Na medida em que as tecnologias evoluem, mais e mais sensores são embarcados nos mais diversos aparados eletrônicos que nos circundam: relógios de pulso, banheiras de hidromassagem, vasos sanitários inteligentes etc. etc., tudo com um objetivo único: conhecer e controlar todas as nossas ações, de tal ordem a sintonizar nossas escolhas de acordo com interesses pecuniários ou mesmo políticos!

Como explica Zuboff (2020): “numa linguagem comportamental, as situações sociais já estão sempre carregadas de intervenções para sintonizar; a maioria delas, operando fora da nossa consciência”. Por exemplo, um incentivo para renovação automática de uma apólice de seguro veicular com um alerta sobre a perda do prazo de renovação.

Técnicas bastantes sutis vem sendo utilizadas, entre elas: “sintonizar” que pode acontecer de várias formas e destina-se a criar pontuações para, de forma subliminar, moldar o comportamento do indivíduo no exato momento em que ele define uma escolha. “Pastoriar”, cujo objetivo é controlar elementos essenciais e assim, permitir, através de situações previamente orquestradas, levar o indivíduo em direção à determinada escolha. “Condicionar” que tem por finalidade induzir a uma mudança de comportamento. Aqui vale lembrar do experimento de Skinner quando condicionou pombos a bicarem o recipiente de alimentação para receber o alimento!

A percepção desse comportamento é verificada nos usuários do aplicativo do WhatsApp ou Facebook, por exemplo, quando, de forma compulsiva, a cada instante, retorna ao aplicativo para verificar se existem novas mensagens ou “curtidas”! Só para exemplificar, dados de 2016 mostram que um adulto checa seu celular, em média, trinta vezes por dia, enquanto os denominados “milennnial” o fazem cento e cinquenta e sete vezes por dia! (Klein, M – op.cit Zuboff 2020).

Como explica um cientista de dados do Vale do Silício: “quando usam nossos aplicativos, capturamos e identificamos o comportamento dos usuários” (op. cit. Zuboff).
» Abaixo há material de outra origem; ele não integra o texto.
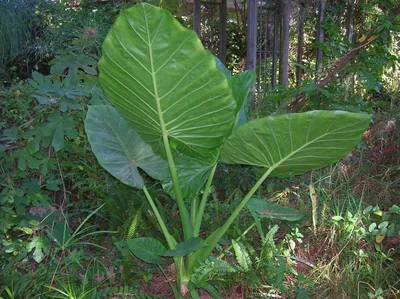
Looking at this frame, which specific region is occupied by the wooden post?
[279,0,291,87]
[271,3,279,89]
[315,0,326,74]
[193,0,201,37]
[246,0,257,110]
[296,1,305,87]
[219,0,227,64]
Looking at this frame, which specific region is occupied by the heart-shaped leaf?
[99,4,236,157]
[126,238,167,264]
[221,111,371,177]
[247,198,304,221]
[85,105,169,188]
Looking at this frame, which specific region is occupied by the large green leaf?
[85,105,169,188]
[221,111,371,177]
[99,4,236,156]
[126,238,167,264]
[247,198,304,221]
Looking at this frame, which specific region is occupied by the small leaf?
[247,198,304,221]
[375,235,385,244]
[126,238,166,264]
[232,240,251,271]
[164,238,207,256]
[368,222,376,233]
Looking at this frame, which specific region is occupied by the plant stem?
[187,165,277,270]
[193,164,217,237]
[159,135,193,241]
[143,186,176,250]
[190,196,199,226]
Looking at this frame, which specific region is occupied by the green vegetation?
[0,0,400,299]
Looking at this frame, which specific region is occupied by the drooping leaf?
[247,198,304,221]
[126,238,167,264]
[99,4,236,157]
[221,111,371,177]
[229,70,256,127]
[164,238,207,257]
[163,150,219,199]
[85,105,169,188]
[232,240,251,271]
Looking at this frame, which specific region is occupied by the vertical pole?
[246,0,257,110]
[279,0,291,87]
[344,0,355,101]
[296,1,304,87]
[315,0,326,74]
[219,0,227,64]
[193,0,201,37]
[271,1,279,89]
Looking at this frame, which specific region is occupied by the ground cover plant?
[0,0,400,299]
[85,4,370,298]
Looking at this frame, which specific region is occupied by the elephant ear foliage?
[99,3,236,157]
[221,111,371,177]
[85,106,169,188]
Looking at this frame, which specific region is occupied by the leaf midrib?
[231,120,363,171]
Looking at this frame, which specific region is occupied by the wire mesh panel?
[200,1,221,56]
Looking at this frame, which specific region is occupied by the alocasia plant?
[85,4,370,296]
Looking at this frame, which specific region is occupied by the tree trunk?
[246,0,257,109]
[279,0,291,87]
[271,4,279,89]
[193,0,201,37]
[315,0,326,74]
[219,0,227,64]
[296,2,304,87]
[344,0,354,101]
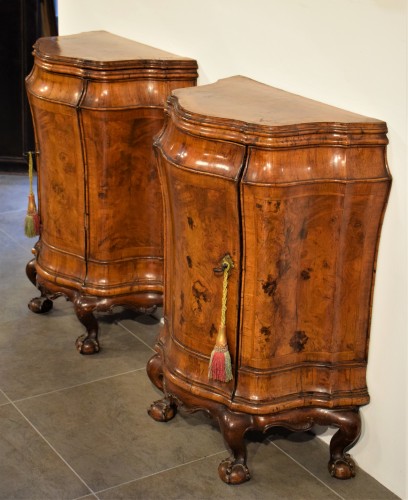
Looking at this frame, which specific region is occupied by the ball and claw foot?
[147,398,177,422]
[329,453,356,479]
[28,295,53,314]
[218,458,251,484]
[75,334,100,354]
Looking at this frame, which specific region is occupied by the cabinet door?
[158,124,245,401]
[27,68,86,284]
[236,148,389,412]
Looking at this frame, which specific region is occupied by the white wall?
[59,0,408,498]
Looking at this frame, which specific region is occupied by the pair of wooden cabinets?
[27,29,390,483]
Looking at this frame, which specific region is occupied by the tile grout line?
[7,368,144,406]
[268,438,346,500]
[0,389,95,496]
[90,450,225,500]
[116,321,159,352]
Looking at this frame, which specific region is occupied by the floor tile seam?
[94,450,225,498]
[268,438,346,500]
[2,391,95,496]
[8,367,145,403]
[116,321,155,352]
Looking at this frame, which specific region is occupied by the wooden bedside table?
[26,32,197,354]
[148,77,391,483]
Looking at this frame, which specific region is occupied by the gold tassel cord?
[24,151,40,238]
[208,254,234,382]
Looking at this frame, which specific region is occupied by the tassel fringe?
[208,255,234,382]
[208,345,232,382]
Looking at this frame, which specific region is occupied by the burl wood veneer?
[148,77,391,483]
[26,32,197,354]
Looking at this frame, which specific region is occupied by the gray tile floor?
[0,174,397,500]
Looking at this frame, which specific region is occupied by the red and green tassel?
[24,151,40,238]
[208,255,234,382]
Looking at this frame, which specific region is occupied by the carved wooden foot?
[147,397,177,422]
[217,407,252,484]
[74,297,100,355]
[218,458,251,484]
[328,411,361,479]
[28,295,54,314]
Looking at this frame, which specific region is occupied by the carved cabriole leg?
[262,407,361,479]
[217,408,253,484]
[26,258,53,314]
[74,296,100,354]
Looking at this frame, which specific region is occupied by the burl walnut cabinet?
[26,32,197,354]
[148,77,391,483]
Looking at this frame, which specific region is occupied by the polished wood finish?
[147,77,391,483]
[26,32,197,354]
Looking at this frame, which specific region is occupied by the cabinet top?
[34,31,197,70]
[169,76,387,146]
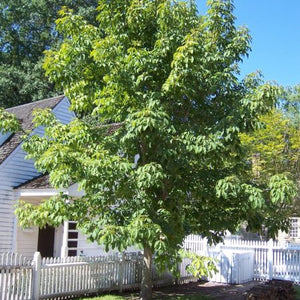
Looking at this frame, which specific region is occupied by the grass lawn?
[81,295,213,300]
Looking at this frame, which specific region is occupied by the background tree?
[2,0,294,299]
[0,0,98,107]
[241,86,300,216]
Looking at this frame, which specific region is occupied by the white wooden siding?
[77,231,141,256]
[0,184,15,252]
[0,98,74,252]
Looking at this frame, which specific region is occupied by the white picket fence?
[0,235,300,300]
[0,252,193,300]
[184,235,300,284]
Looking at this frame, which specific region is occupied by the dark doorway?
[38,225,55,257]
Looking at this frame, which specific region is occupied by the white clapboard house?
[0,96,125,257]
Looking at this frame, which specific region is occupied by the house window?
[289,218,299,238]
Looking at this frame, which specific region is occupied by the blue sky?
[196,0,300,86]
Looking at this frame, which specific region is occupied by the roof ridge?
[5,95,65,111]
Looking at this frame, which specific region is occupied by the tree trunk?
[140,246,152,300]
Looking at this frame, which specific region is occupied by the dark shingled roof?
[0,95,65,164]
[14,174,52,189]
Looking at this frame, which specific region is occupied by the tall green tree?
[2,0,294,299]
[241,85,300,215]
[0,0,98,107]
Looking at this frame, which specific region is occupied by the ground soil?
[154,281,262,300]
[123,281,263,300]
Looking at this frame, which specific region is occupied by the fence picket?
[0,235,300,300]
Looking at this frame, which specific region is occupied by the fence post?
[267,239,273,280]
[118,251,125,293]
[32,252,42,300]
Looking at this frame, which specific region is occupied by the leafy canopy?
[0,0,98,107]
[4,0,294,274]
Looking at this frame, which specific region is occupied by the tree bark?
[140,246,152,300]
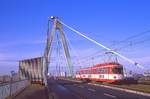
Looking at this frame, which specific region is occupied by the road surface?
[48,79,150,99]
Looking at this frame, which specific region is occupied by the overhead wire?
[59,20,144,68]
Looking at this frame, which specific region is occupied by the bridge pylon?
[44,16,73,81]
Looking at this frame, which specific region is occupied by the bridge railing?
[0,79,30,99]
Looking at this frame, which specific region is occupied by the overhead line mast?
[59,20,144,69]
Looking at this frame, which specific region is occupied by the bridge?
[0,16,150,99]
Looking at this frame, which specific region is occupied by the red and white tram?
[76,62,124,83]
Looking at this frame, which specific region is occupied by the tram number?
[99,75,104,78]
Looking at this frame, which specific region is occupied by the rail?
[0,79,29,99]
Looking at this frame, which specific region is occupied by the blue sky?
[0,0,150,74]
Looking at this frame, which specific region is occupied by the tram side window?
[98,68,108,74]
[112,67,123,74]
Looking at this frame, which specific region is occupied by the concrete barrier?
[0,79,30,99]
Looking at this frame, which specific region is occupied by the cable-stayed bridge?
[1,16,150,99]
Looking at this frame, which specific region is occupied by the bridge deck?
[12,84,48,99]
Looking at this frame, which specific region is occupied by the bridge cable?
[59,20,144,69]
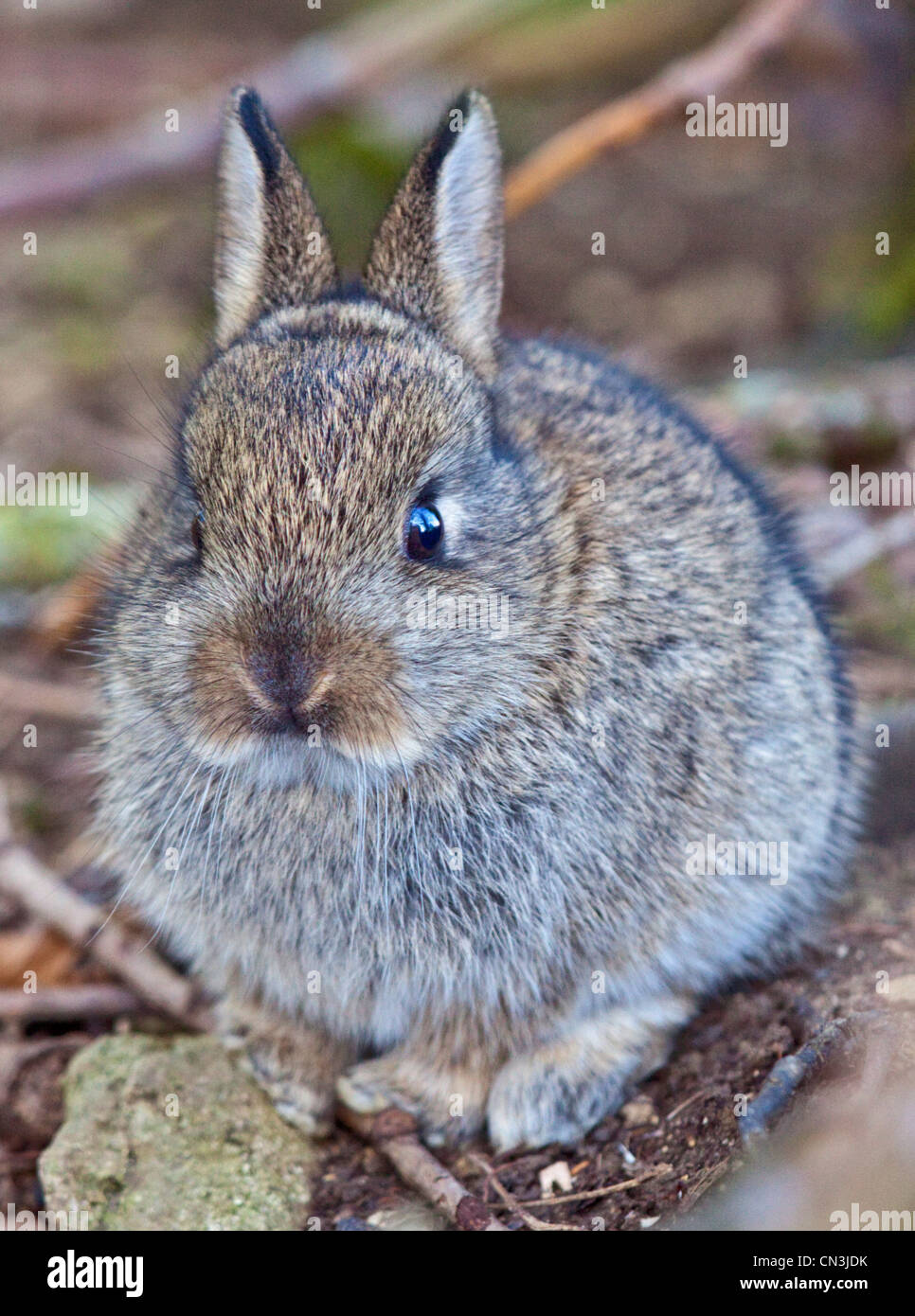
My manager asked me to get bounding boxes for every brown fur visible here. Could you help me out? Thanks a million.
[99,92,860,1147]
E mais, estados emocionais podem ser transferidos via contágio, levando as pessoas a vivenciar as mesmas emoções de outrem, sem ter consciência disso, podendo afetar seu comportamento fora da rede! Basta refletir sobre os “linchamentos” que verificamos em determinadas situações do nosso cotidiano.

Ai mora o perigo!

Por exemplo, o Facebook possui tecnologia avançada para modificar comportamentos e opiniões, e opera nesse processo de forma “livre, leve e solta das amarras jurídicas”!

Pesquisadores de mobilização política descobriram técnicas de manipulação de pontos vulneráveis dos usuários das redes sociais. Usando sofisticados aparatos tecnológicos,  manipulam situações, induzindo escolhas e tomadas de decisões!

E assim, nosso livre arbítrio passou a ser devidamente manipulado! Nesse “jogo” somos os grandes perdedores, quando imaginarmos que nossas escolhas são oriundas das nossas reflexões; quando na verdade elas são induzidas através de algoritmos bem estruturados que tomam como base, o massivo volume de dados que geramos ao disponibilizar a nossa conduta nas redes sociais e aplicativos dos mais diversos.

O grande alerta que venho comentando é que já passou da hora de colocar um freio nas BigTechs ou correremos seríssimos riscos de enveredarmos em um totalitarismo tecnológico!

Fonte:

Zoboff, S - in A Era do Capitalismo de Vigilância - Editora Intrinseca (2020).

Kaiser, B. in Manipulados - Editora Harper Collins ( 2019).

Souza, J.; Avelino,R; da Silveira, S - in A Sociedade de Controle - Manipulação e Modulação nas Redes Sociais - Editora Hedra (2018).

O´Neil, C. in Algoritmos de Destruição em Massa - Editora Rua do Sabão (2020).

Atwood, Margaret - in O Conto de Aia - Editora Rocco (1985).